The most recent global recession, which peaked in 2008, was extremely catastrophic with stock market crashes, business failures, prolonged unemployment and homelessness caused by evictions and a bursting housing bubble (to name but a few issues) shaking communities to the core.
Livelihoods were turned upside and, with many people still now struggling to get back on their feet. It’s perhaps no surprise that there’s a sense of widespread anxiety regarding the current financial climate, is another meltdown on the horizon?
Another meltdown is certainly not what anyone wants or needs and while you can turn to the IG Community to discuss latest trading news and technical analysis of the markets to see the true picture for yourself, the sense of nervousness in the air is undeniable. But are we about to witness another abysmal financial meltdown?
A turbulent start with worldwide market crashes
It’s fair to say that 2016 has been an extraordinarily turbulent year with things ending in carnage from the very first trading day. That’s right, Chinese share prices crashed a whopping 7% and global stock markets followed causing mass panic and prompting Chinese regulators to halt trading in a bid to stem the hysteria that followed. Three days later they were also forced to trigger their new circuit-breaker system, closing the market again after 15 minutes in what was the shortest trading day in China’s history.
The United States didn’t get off to a good start either with the Dow Jones Industrial Average falling 6.2% while the UK, Europe and Asian markets also crashed.
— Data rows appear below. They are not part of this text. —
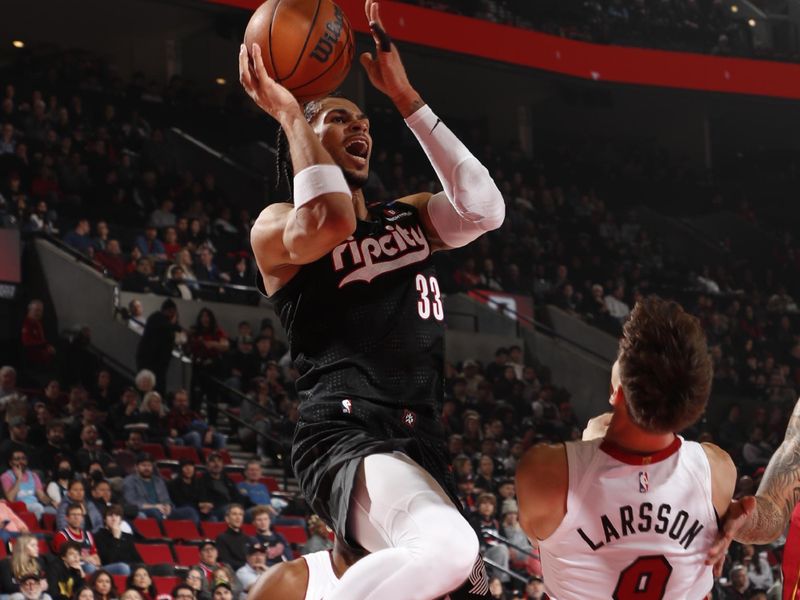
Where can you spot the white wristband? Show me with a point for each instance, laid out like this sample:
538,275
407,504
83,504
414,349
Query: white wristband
316,180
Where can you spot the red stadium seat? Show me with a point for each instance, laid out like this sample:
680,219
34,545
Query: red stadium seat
180,529
164,585
212,530
271,483
155,450
184,452
148,528
294,534
155,554
187,555
226,456
18,507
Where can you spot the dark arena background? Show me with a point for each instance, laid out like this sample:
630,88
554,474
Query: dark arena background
648,147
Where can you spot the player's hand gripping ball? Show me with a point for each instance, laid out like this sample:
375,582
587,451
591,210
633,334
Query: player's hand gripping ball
307,45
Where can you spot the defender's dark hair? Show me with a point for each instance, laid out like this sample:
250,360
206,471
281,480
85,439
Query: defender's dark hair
664,366
283,162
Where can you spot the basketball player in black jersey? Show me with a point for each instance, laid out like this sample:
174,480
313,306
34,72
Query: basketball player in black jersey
357,293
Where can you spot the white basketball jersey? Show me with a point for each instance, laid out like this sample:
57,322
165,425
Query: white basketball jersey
636,526
321,577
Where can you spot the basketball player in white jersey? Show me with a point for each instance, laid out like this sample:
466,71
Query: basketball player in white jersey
634,514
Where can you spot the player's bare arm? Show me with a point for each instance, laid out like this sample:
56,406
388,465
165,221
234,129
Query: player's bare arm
542,482
470,204
779,491
285,235
287,581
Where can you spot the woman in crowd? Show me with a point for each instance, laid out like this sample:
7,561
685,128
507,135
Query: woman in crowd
318,538
140,581
114,546
57,488
196,579
102,584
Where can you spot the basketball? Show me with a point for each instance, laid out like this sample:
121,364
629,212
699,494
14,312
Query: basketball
307,45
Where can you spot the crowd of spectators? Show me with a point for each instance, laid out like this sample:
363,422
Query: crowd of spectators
708,26
67,171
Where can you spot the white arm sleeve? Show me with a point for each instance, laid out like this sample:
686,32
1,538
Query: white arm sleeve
471,204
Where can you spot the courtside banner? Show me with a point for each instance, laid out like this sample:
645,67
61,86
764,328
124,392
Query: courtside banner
595,62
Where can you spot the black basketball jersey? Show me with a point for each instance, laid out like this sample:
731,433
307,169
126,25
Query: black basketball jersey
367,320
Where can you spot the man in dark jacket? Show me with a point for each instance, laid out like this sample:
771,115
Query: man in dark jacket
232,543
218,490
155,348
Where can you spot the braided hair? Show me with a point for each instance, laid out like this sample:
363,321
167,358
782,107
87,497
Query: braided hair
283,162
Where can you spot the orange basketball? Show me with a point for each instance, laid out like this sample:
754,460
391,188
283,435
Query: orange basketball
307,45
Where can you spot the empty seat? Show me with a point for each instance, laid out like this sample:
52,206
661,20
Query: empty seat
187,555
148,528
181,529
155,554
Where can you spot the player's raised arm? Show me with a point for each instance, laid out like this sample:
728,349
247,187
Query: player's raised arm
471,204
323,213
779,491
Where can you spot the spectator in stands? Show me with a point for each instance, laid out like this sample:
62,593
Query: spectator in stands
319,536
147,491
218,491
20,484
278,548
91,450
136,318
149,244
75,532
65,576
487,527
62,475
252,488
155,348
78,238
197,580
112,259
38,352
153,413
232,543
255,566
183,591
209,559
141,581
18,440
31,587
76,494
188,425
143,280
185,489
11,526
102,584
116,548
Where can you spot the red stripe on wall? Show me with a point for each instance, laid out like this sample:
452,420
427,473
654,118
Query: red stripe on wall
577,59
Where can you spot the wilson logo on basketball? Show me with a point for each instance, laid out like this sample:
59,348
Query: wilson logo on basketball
373,256
333,31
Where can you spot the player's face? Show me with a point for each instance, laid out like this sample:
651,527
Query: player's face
343,130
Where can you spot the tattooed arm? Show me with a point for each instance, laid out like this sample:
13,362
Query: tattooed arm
779,490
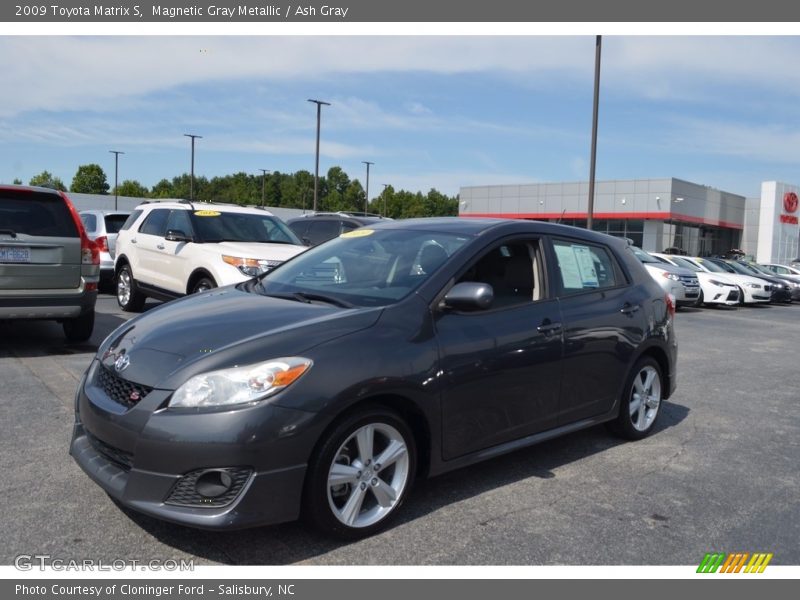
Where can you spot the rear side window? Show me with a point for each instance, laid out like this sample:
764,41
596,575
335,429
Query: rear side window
89,222
583,267
130,220
155,223
35,213
115,222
Dubai’s financial market fell 5.8% during that first week of trading and Abu Dhabi was down 4%. However, Saudi Arabia was effected the most with a fall of 10%. In fact, more than $2.3 trillion was wiped off the value of global share prices in just five days which, of course, had a knock on effect over the following days weeks and months causing investors to feel worried and insecure about where to put their money and which investments would be productive.
Continuing unsettlement worsened by Brexit
Continuous economic and financial instability combined with political turmoil and rhetoric warning of a cataclysmic year for markets undoubtedly drew attention to the volatility of investments with many people now watching China’s plunging currency closely, not to mention the worldwide repercussions of the US Federal Reserve’s decision to raise interest rates – but not only that.
The UK’s decision to leave the EU also caused great unsettlement within the financial world with the pound slumping to its lowest level in 31-years and the uncertainty of trading agreements undoubtedly having a rippling effect throughout the global economy. The fact of the matter is, investors do not like uncertainty and while markets often overreact during a political crisis or change, the falls in equity markets could be a symbol of what’s to come with Britain potentially heading back into a recession.
The financial market is fragile and with many countries in huge debt, notably China and Japan, and trading deals and negotiations between European countries up in the air (particularly with many other due to follow suit with a referendum) the future simply isn’t certain at all. Only the most pessimistic of analyst would say that a meltdown is coming, but there are choppy financial waters ahead and failure to navigate those could well lead to trouble.